Мать засобиралась в турпоездку. Когда у меня не было даже носков, она увешалась золотом. А в этот раз намылилась в Данию, или в Финляндию…В общем, в какую-то швецию. Улетела и закрыла внутреннюю дверь. От наружной металлической она мне ключ дала, а про вторую и разговора не было.  Возвращаюсь с работы, и не могу попасть домой. Что делать? Иду в милицию. Мне говорят:» ждите майора такого-то».
- «А долго ждать»?
- «Не знаю, девочка, он на выезде». Было очень холодно. Стылый ноябрь, я сидела на корточках во дворе отделения примерно два часа, стоять у меня не было сил, за что меня ругали на работе:»ну прямо ноги под ней подгибаются, смотреть противно»! Сначала у меня отмерзли и стали «громко» болеть от холода пальцы на ногах, потом джинсы примерзли к заднице, а кожанка вросла в спину. Майора Хрен Его Знает все не было. Внутрь, хоть в подъезд почему-то было нельзя. Когда холод начал сковывать мозг, я поднялась и поехала к бабушке. Там я прожила несколько дней в качестве незваного гостя, а потом моя мать откаталась по швециям, вернулась и сказала, что ключ, мол, торчал в замке, а что я ни фига не увидела, так это уже мои проблемы.
       По выходным я встречалась с Альбертом, рассказывала ему о своих делах, он  по пьянке рвался «хочешь, я с ней поговорю».
Это было глупо. Она его или оплюет, или настроит против меня. Вскоре так произошло.
  Каждый день по дороге с работы я мысленно уговаривала себя:» ну, вот, еще один день ненавистной жизни с плеч долой, у меня есть крыша над головой, мама, работа с зарплатой ( платят ведь, благодетели, не кидают, хоть пирожок могу купить себе возле метро), у меня есть любимый ( о, это особенно сомнительно, я не любила, а «берегла то, что есть, чтобы не стало еще хуже».)ну условно говоря,  мужчина для нечастых и обоюдно приятных встреч на его территории. В общем, у меня есть все, и я абсолютно счастливый человек.

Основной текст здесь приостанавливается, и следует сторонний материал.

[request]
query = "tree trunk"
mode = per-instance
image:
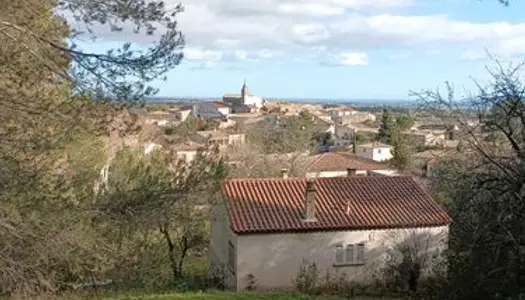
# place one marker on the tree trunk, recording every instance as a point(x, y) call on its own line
point(171, 253)
point(183, 252)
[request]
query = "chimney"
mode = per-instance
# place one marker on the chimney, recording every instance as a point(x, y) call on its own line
point(309, 199)
point(351, 172)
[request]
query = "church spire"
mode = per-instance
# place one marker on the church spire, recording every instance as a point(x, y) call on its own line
point(244, 90)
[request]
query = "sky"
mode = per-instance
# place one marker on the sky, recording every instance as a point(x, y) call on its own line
point(337, 49)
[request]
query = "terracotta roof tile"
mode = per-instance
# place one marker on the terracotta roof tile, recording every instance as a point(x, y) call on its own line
point(375, 145)
point(340, 161)
point(276, 205)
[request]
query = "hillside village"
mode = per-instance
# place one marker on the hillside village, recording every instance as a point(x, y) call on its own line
point(348, 136)
point(107, 194)
point(322, 155)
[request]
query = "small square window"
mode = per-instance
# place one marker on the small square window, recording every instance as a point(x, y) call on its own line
point(339, 254)
point(360, 257)
point(231, 257)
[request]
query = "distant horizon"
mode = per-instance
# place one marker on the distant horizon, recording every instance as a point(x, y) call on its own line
point(352, 102)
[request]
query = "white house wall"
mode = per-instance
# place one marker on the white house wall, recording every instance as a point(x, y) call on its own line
point(327, 174)
point(376, 154)
point(221, 235)
point(274, 259)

    Почему-то после этих самовнушений становилось особенно тошно. Тогда я покупала бутылку пива «Балтика-портер», десять лет назад это был вполне приличный продукт, и залпом выпивала в подъезде, после чего шла домой как боец в атаку после фронтовых ста грамм. И даже злобные глазки-буравчики моей матери, у нее они желтого цвета, но когда она рвет и мечет, то есть постоянно, у нее расширяется зрачок, становились мне по фиг, равно как и вопрос:
«Пила»?
- «Топор»! Отвечала я и закрывалась у себя в комнате до утра.